The new Congress will need to oversee the many new regulations and departments that will enforce and interpret this legislation. This includes oversight and regulation of the insurance companies and what they can charge for direct medical benefits. This is already controversial and many lobbyists and special interest groups will bring much to bear in these deliberations. In addition, Donald Berwick, MD, head of the powerful Centers for Medicare & Medicaid Services may be called to testify before Congress and explain his regulatory agenda and the health care programs. He escaped explaining his approach as the White House chose to avoid a Senate confirmation by using a controversial recess appointment (see September page 3, ORTHOSuperSite.com search: 68086).

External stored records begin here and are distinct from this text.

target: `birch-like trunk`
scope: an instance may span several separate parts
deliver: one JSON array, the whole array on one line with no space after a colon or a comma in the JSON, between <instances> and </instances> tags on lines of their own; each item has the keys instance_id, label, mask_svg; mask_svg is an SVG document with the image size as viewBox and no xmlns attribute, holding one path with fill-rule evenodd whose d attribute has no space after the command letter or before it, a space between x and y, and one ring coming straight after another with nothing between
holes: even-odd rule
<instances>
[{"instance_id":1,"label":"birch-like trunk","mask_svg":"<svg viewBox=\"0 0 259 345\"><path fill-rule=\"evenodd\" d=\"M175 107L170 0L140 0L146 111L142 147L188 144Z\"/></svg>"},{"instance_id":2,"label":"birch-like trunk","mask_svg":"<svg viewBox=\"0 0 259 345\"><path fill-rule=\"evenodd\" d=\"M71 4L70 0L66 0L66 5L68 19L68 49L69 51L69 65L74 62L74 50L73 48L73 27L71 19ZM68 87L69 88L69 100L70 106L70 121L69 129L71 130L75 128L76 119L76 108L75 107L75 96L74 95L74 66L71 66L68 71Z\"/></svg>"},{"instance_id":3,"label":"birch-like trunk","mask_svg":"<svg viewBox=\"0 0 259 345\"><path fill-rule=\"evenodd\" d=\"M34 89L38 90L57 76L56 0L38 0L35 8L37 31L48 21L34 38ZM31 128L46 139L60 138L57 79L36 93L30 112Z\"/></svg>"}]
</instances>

If Barack Obama’s vision for health care reform survives the changes brought by the 2010 elections, he still faces re-election in 2012. If he is not re-elected in 2012 the Congressional tactics discussed will not only challenge the legislation for revisions, but the whole program could be repealed.

Everyone agrees that health care reform in this country is necessary and something meaningful needs to be done. Whatever the eventual program entails is must have real cost controls and should not sacrifice quality. The question the next two election cycles will address is: can the current health care expansion legislation be fixed and improved in our current political system or will it take starting over?